Normal pressure hydrocephalus: The liquid spaces in the centre of the brain (ventricles) are enlarged although the liquid pressure is normal or only slightly elevated (hence the name). It is assumed that increased pulsation of the cerebrospinal fluid leads to gradual expansion of the ventricles, which compresses the adjacent brain tissue and causes neurological and psychiatric symptoms. The classic symptom triad includes urinary incontinence, gait disorder and dementia.

Dysfunction of the thyroid or parathyroid glands: Deficiency of thyroid hormone slows down all metabolic processes of the body and leads to weakness, fatigue, poor concentration and memory, reduced mental speed, hearing difficulty, loss of initiative, and depression. Increased activity of the parathyroid glands results in demineralisation of bones with deformations and fractures, calcification of other tissues (e.g. kidney stones), cognitive disorders, loss of initiative and depression.

Excessive alcohol consumption: Excessive and chronic use of alcohol has numerous detrimental effects on the brain and increases the risk for dementia. The biological mechanisms are not fully known. Certainly, exaggerated alcohol consumption is associated with other factors that increase the risk of dementia such as unbalanced diet, vitamin deficiency and elevated blood pressure. Alcohol-related dementia is characterised by memory disorder but also by frontal lobe symptoms including loss of initiative and impairment of executive functions.

Vitamin B12 or folate deficiency: Lack of vitamin B12 or folic acid leads to anemia, disorder of nerve conduction (neuropathy), unsteady gait, confusion, depression and cognitive impairment involving memory and executive functions.

Depression: Depression is a strong risk factor for dementia, but the reason is not clear. Possible explanations of the association include cerebrovascular changes, excessive release of adrenal gland hormones (glucocorticoids) resulting in shrinkage of the hippocampus, increased deposition of beta amyloid, inflammatory changes and deficiency of nerve growth factor.

Localisation determines the clinical picture

Different parts of the brain are involved in different functions.

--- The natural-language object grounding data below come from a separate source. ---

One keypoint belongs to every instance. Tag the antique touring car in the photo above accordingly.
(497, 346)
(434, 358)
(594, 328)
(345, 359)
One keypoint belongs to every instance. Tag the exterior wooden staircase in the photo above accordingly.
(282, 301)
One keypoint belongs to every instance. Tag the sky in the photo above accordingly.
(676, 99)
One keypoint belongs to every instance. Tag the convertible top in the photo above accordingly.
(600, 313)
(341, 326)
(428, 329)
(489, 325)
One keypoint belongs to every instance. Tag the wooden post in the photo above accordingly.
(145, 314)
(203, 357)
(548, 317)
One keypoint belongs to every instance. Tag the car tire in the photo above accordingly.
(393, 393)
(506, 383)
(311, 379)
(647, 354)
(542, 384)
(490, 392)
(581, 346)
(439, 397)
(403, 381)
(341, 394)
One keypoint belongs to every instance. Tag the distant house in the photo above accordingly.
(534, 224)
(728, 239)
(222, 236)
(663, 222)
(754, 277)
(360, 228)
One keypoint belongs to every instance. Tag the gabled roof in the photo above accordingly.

Regions of the brain mantle

Localisation of major brain functions

Therefore, the symptoms of dementia depend on the localization of the underlying brain disease. A specific localization in a certain part of the brain results in a specific clinical manifestation of dementia.

Localisation determines the clinical picture

Risk factors for developing diseases causing dementia

There are several risk factors that influence the likelihood of developing dementia. Some cannot be changed, for example age or genetic factors including very rare mutations with strong influence and frequent variants (polymorphisms) such as APOE4 with weaker influence. About 25% of people aged 55 years and older have a family history of dementia. The risk of developing dementia for members of these families is approximately 20%, as compared with 10% in the general population. However, many other factors that are associated with an increased risk of acquiring dementia can be modified. These include diabetes, midlife hypertension, midlife obesity, physical inactivity, depression, smoking, and low educational attainment. Luckily, there are also several protective factors which lower the risk of dementia.

Risk factors and protective factors

Modifiable risk factors for dementia

Co-morbid conditions

Since most people with dementia are older, they are very likely to have multiple, often chronic, health conditions in addition to dementia. These must be adequately addressed in order to minimise cognitive and functional impairment, prevent or mitigate behavioural symptoms, and optimise quality of life. The presence of dementia may complicate the management of other conditions and undermine a person’s ability to live with health conditions.

Some physical problems occur more often in people with dementia than older adults without cognitive impairment, e.g. falls, delirium (acute confusional state), epileptic seizures weight loss, malnutrition, type-2-diabetes, incontinence, sleep disorder, dental problems, impaired sexual function and frailty. About 25 % of people with dementia have a clinically relevant depression.